巨大な“出っ歯”にも重要な意味がある? ―チンスポイラー―
グランドエフェクトが発見されるまで、クルマの底部にはなるべく空気を流さないという考え方が主流だった。ボトムと路面の間を流れる空気の力で車体が押し上げられてしまい、不安定になるというのがその理由。
そのため、車体の最前部下側にスポイラーを装着し、空気を上方に跳ね上げることによって底部への流入を防ぎ、同時にフロントのダウンフォースを確保するという手法が発明された。これがチン(顎)スポイラー、またはリップ(唇)スポイラーと呼ばれるデバイスである。リアのスポイラー同様にチンスポイラーも比較的簡単に装着でき、さらに一定以上の効果が得られるため、登場するやいなや一気にメジャーなパーツとなった。

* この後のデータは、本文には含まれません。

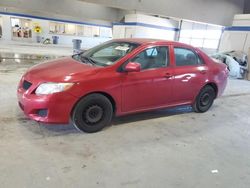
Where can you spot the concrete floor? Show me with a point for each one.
(168, 148)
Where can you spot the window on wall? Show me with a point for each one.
(21, 28)
(200, 35)
(79, 30)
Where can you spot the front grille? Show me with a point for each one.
(26, 85)
(42, 112)
(21, 106)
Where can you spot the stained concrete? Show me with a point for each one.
(168, 148)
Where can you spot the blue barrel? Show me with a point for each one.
(76, 44)
(55, 39)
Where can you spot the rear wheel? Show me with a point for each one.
(92, 113)
(204, 100)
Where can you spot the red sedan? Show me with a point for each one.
(120, 77)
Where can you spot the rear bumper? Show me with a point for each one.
(54, 108)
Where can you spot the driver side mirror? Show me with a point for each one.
(133, 67)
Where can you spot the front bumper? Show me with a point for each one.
(53, 108)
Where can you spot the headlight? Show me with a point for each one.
(50, 87)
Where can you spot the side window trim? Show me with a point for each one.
(167, 60)
(192, 50)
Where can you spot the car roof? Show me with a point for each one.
(149, 40)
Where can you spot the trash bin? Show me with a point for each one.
(76, 45)
(55, 39)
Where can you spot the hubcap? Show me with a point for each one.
(93, 114)
(205, 99)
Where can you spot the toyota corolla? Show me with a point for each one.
(120, 77)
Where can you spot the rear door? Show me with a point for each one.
(190, 74)
(152, 86)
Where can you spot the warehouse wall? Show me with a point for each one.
(64, 9)
(144, 26)
(210, 11)
(247, 7)
(237, 37)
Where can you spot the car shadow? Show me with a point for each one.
(151, 115)
(48, 130)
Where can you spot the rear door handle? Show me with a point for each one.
(168, 75)
(203, 71)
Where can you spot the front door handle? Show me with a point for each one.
(203, 71)
(168, 75)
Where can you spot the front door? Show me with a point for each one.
(152, 86)
(189, 75)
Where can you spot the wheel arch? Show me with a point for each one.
(110, 97)
(214, 86)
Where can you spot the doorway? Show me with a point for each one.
(21, 29)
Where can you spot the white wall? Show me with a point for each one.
(237, 37)
(219, 12)
(63, 9)
(144, 26)
(87, 42)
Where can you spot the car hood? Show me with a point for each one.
(61, 70)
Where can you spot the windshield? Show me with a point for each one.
(106, 54)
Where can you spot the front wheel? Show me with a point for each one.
(92, 113)
(204, 100)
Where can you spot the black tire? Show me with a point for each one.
(92, 113)
(204, 100)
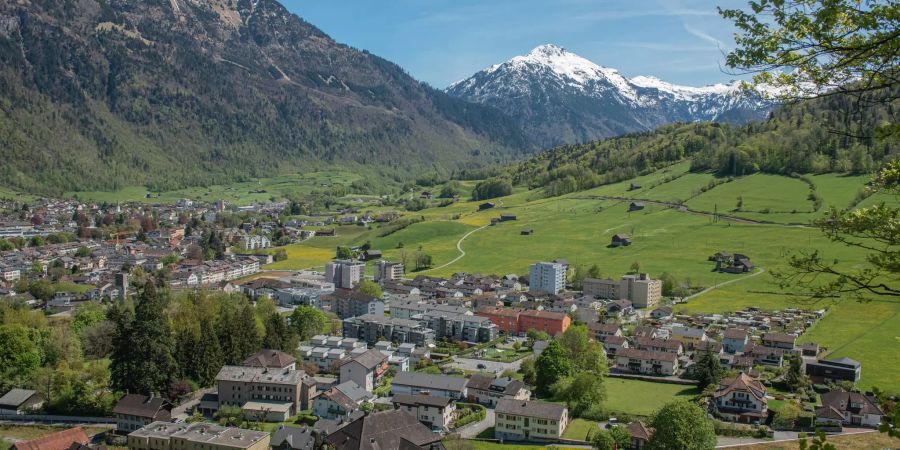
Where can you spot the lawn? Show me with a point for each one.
(869, 440)
(579, 429)
(10, 434)
(641, 398)
(485, 445)
(239, 193)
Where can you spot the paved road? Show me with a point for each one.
(489, 366)
(471, 430)
(712, 288)
(459, 248)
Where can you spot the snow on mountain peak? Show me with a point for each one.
(577, 70)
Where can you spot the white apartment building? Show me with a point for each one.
(547, 277)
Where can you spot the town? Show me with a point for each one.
(361, 354)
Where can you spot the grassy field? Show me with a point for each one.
(641, 398)
(241, 193)
(864, 441)
(10, 434)
(579, 429)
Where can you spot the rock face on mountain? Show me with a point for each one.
(559, 97)
(96, 94)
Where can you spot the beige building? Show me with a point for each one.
(196, 436)
(260, 389)
(642, 291)
(519, 420)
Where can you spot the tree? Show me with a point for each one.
(369, 287)
(786, 417)
(581, 392)
(278, 335)
(680, 425)
(20, 355)
(708, 371)
(794, 377)
(872, 230)
(552, 365)
(142, 360)
(818, 47)
(308, 322)
(820, 442)
(614, 438)
(528, 372)
(635, 267)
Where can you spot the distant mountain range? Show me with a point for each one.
(558, 97)
(98, 94)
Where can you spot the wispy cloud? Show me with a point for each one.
(706, 37)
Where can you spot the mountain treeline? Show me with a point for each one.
(835, 133)
(100, 94)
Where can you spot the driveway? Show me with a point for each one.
(489, 366)
(471, 430)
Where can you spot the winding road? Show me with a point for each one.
(459, 248)
(712, 288)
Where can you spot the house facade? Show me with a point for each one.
(518, 420)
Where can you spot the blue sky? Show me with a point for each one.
(442, 41)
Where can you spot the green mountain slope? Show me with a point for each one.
(98, 94)
(826, 135)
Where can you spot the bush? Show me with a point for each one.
(467, 413)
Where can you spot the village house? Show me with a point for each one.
(735, 339)
(72, 438)
(521, 420)
(433, 412)
(135, 411)
(414, 383)
(340, 401)
(741, 399)
(394, 429)
(612, 344)
(20, 401)
(640, 434)
(646, 362)
(834, 370)
(488, 391)
(690, 337)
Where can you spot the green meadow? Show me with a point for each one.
(578, 227)
(239, 193)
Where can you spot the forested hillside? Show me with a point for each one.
(99, 94)
(837, 133)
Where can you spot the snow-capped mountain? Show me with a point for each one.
(559, 97)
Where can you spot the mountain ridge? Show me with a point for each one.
(560, 98)
(98, 94)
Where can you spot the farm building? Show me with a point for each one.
(620, 240)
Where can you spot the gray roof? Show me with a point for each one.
(382, 431)
(540, 410)
(296, 438)
(16, 397)
(370, 359)
(428, 400)
(428, 381)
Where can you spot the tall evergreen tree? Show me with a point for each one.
(207, 355)
(143, 360)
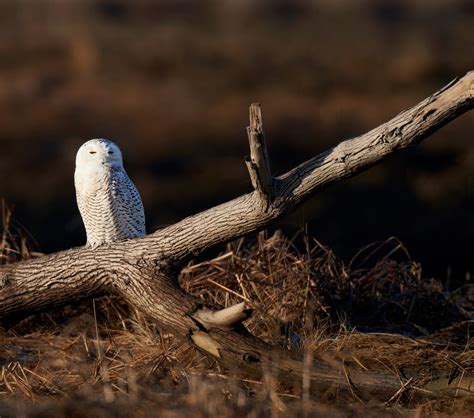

チンスポイラーを装着したロードカーは1960年代に登場。レースカーではチンスポイラーの大型化が進行するものの、グランドエフェクトの出現によって車体底部に積極的に空気を取り入れるという考えが主流になり、現代ではフロントフェンダーの両サイドに独立したスポイラー(カナード)を装着するスタイルがスタンダードになっている。
速度域の異なるレーシングカーとロードカーだが、テクノロジーが共有されるケースは多い。特に今回紹介した空力デバイスは応用もしやすく、今後も新たなレースカー由来の技術がロードカーに転用される可能性は高い。